Die Nacht der Legenden ist der Saisonhöhepunkt - doch der Macher Reinhold Beckmann lehnt bisher alle Anfragen von Fernsehsendern ab.

Hamburg. Das elegante schwarze Jackett fliegt schon weit vor der Pause achtlos auf einen Stuhl. Gastgeber Reinhold Beckmann krempelt die Ärmel seines weißen Hemdes hoch, applaudiert völlig losgelöst, während Sitznachbar Wladimir Klitschko mit seinen Pranken vergebens den Mitklatschtakt sucht. Vorn auf der Bühne drückt gerade Soulbarde Stefan Gwildis der Songpoetin Pe Werner das Mikro für den nächsten Song in die Hand, die - na klar - ihr "Kribbeln im Bauch" besingt. Die sehr blonde Fußballergattin Claudia Effenberg amüsiert sich königlich mit ihrem Stefan, Ex-Nationalspieler Fredi Bobic kriegt sich ein paar Tische weiter vor Begeisterung kaum ein, während Helmut Schulte, Sportchef des FC St.

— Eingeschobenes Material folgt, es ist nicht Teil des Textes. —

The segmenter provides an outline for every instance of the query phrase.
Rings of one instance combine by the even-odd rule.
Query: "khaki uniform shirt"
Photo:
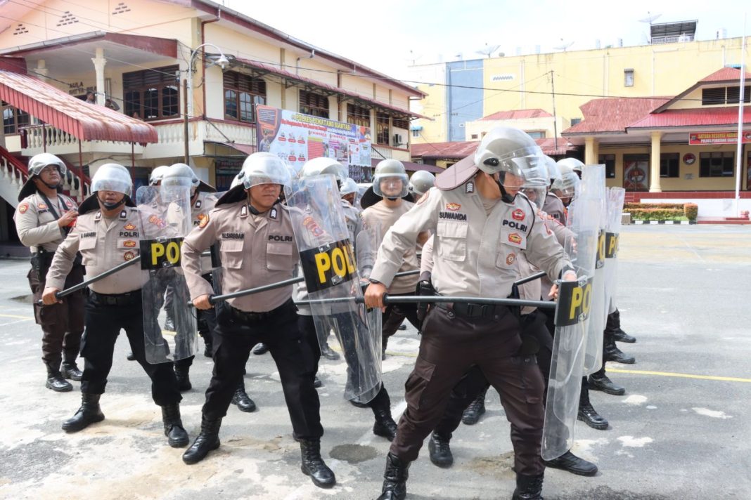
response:
[[[524,196],[511,204],[499,200],[488,216],[472,179],[450,191],[431,188],[397,220],[384,237],[371,278],[388,286],[400,256],[424,230],[435,235],[432,280],[443,295],[508,297],[521,252],[553,279],[570,265]],[[481,274],[487,277],[481,279]]]
[[[76,203],[62,194],[59,193],[56,199],[50,200],[51,203],[56,201],[57,206],[53,208],[59,216],[68,210],[77,209]],[[38,193],[21,200],[13,220],[16,223],[19,239],[23,245],[29,247],[32,253],[38,252],[40,248],[54,252],[65,239],[65,232],[57,225],[57,219]]]
[[[414,206],[414,203],[402,200],[401,205],[396,208],[391,208],[387,207],[386,204],[382,200],[363,211],[363,221],[367,227],[379,226],[380,234],[385,235],[389,229]],[[383,245],[382,244],[381,247],[379,248],[376,262],[382,258],[381,249]],[[392,264],[397,266],[397,270],[394,271],[395,273],[405,271],[415,271],[420,268],[416,248],[417,240],[415,239],[412,245],[404,249],[404,252],[398,256],[394,257],[395,260]],[[370,277],[378,280],[372,274],[370,274]],[[403,276],[394,280],[393,282],[390,280],[387,285],[388,286],[388,293],[407,293],[414,292],[418,277],[416,275]],[[382,281],[381,280],[378,280]],[[383,282],[382,281],[382,283]]]
[[[253,215],[245,200],[216,207],[182,242],[182,267],[191,299],[213,295],[201,277],[201,253],[215,243],[222,259],[222,293],[289,280],[299,260],[291,219],[282,205]],[[263,313],[279,307],[292,295],[292,286],[228,302],[245,312]]]
[[[140,226],[138,210],[131,207],[124,207],[113,219],[104,217],[100,211],[79,215],[75,226],[55,253],[47,286],[63,289],[76,252],[80,252],[89,277],[137,256]],[[141,272],[140,266],[134,264],[89,285],[89,288],[97,293],[127,293],[140,289],[148,280],[148,274]]]

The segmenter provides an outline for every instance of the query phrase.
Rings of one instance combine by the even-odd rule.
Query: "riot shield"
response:
[[[198,346],[196,319],[185,305],[190,293],[180,269],[182,238],[191,230],[189,188],[144,186],[138,188],[136,199],[141,272],[148,277],[141,289],[146,359],[152,364],[185,359],[195,355]],[[167,317],[174,325],[171,331],[160,326]]]
[[[363,291],[336,181],[333,175],[308,177],[285,190],[319,343],[334,332],[347,362],[344,396],[366,403],[381,388],[380,311],[351,300],[361,299]],[[349,300],[315,303],[335,298]]]
[[[596,177],[596,181],[589,178]],[[605,226],[608,205],[605,202],[605,172],[604,165],[585,165],[582,172],[583,183],[598,187],[593,195],[599,199],[599,230],[597,233],[597,254],[595,259],[595,276],[592,283],[592,309],[590,313],[590,328],[587,334],[587,350],[584,353],[584,375],[599,370],[602,366],[602,331],[605,327],[608,307],[605,304]]]
[[[581,378],[599,232],[599,178],[583,181],[569,207],[567,226],[573,235],[564,249],[574,265],[577,281],[557,283],[556,332],[542,433],[542,458],[552,460],[571,449],[579,409]]]
[[[605,229],[605,314],[609,312],[611,301],[615,296],[618,271],[618,244],[620,238],[620,217],[623,211],[623,199],[626,190],[623,187],[608,189],[608,220]]]

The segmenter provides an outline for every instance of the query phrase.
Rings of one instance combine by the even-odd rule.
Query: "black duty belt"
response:
[[[264,319],[268,319],[271,316],[274,316],[279,312],[280,310],[285,307],[288,307],[290,304],[292,302],[292,299],[290,298],[288,301],[282,304],[279,307],[276,309],[272,309],[270,311],[264,311],[262,313],[250,313],[247,311],[241,311],[240,310],[233,307],[230,304],[227,304],[227,307],[229,310],[230,316],[232,316],[236,321],[240,321],[245,323],[258,323],[258,322],[264,321]]]
[[[493,304],[438,302],[436,305],[464,318],[492,318],[508,310],[506,306]]]
[[[140,290],[128,293],[97,293],[92,290],[89,298],[95,304],[103,306],[129,306],[140,301]]]

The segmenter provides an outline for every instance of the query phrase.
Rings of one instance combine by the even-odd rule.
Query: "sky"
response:
[[[739,0],[711,1],[628,0],[603,2],[518,1],[514,0],[286,0],[275,5],[247,0],[216,0],[273,28],[399,79],[409,77],[407,67],[460,58],[487,57],[481,51],[497,46],[499,52],[515,55],[616,46],[646,44],[649,22],[696,19],[697,40],[710,40],[724,29],[728,37],[740,37],[744,9]],[[690,4],[695,4],[692,5]],[[363,5],[374,8],[362,11]],[[603,7],[608,5],[607,12]],[[354,7],[354,5],[357,5]],[[617,6],[616,6],[617,5]],[[377,8],[375,8],[377,7]],[[749,12],[749,13],[751,13]],[[745,16],[745,17],[748,17]],[[746,21],[746,34],[751,19]],[[749,64],[749,61],[746,61]]]

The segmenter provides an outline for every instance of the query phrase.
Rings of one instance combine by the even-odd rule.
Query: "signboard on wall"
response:
[[[744,144],[751,143],[751,130],[743,130],[741,142]],[[691,132],[689,133],[689,144],[692,145],[737,143],[737,130],[726,132]]]
[[[371,166],[369,127],[270,106],[255,106],[255,117],[258,151],[278,155],[298,172],[320,157],[336,158],[351,174]]]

Pauli, Currywurst und Mineralwasser zu den geduldig am roten Teppich ausharrenden Autogrammjägern schmuggelt.

Willkommen bei der Nacht der Legenden, bei der wohl schrillsten und schrägsten Promi-Party Hamburgs. Jeden ersten Sonntag im September bittet Reinhold Beckmann ins Tivoli an die Reeperbahn, Schlussakkord seines Tages der Legenden ein paar Freistöße entfernt am Millerntor. Tickets sind begehrter als bei jedem Take-That-Konzert, langjährige Organisatoren berichten von unmoralischen Angeboten über 1000 Euro für eine Karte. Zwecklos. Tickets gibt's nur auf Einladung, wer mag, darf im Gegenzug 350 Euro für Beckmanns NestWerk spenden, einem Verein, der sich für Jugendliche in sozialen Brennpunkten engagiert.

+++ Ein Netzwerker und ein Menschenfänger +++

Mit einem der vielen Charity-Bälle hat die Nacht der Legenden allerdings etwa so viel zu tun wie Roberto Blanco mit Lady Gaga. Aus gutem Grund lehnt TV-Profi Beckmann lukrative Angebote für TV-Mitschnitte dankend ab. Die Gäste - unter ihnen Fußball-Größen wie Kevin Keegan oder Guido Buchwald, aber auch Bestseller-Autoren wie Frank Schätzing - sollen einen Abend feiern können, ohne Risiko von Mitschnitten, die später im Netz kursieren.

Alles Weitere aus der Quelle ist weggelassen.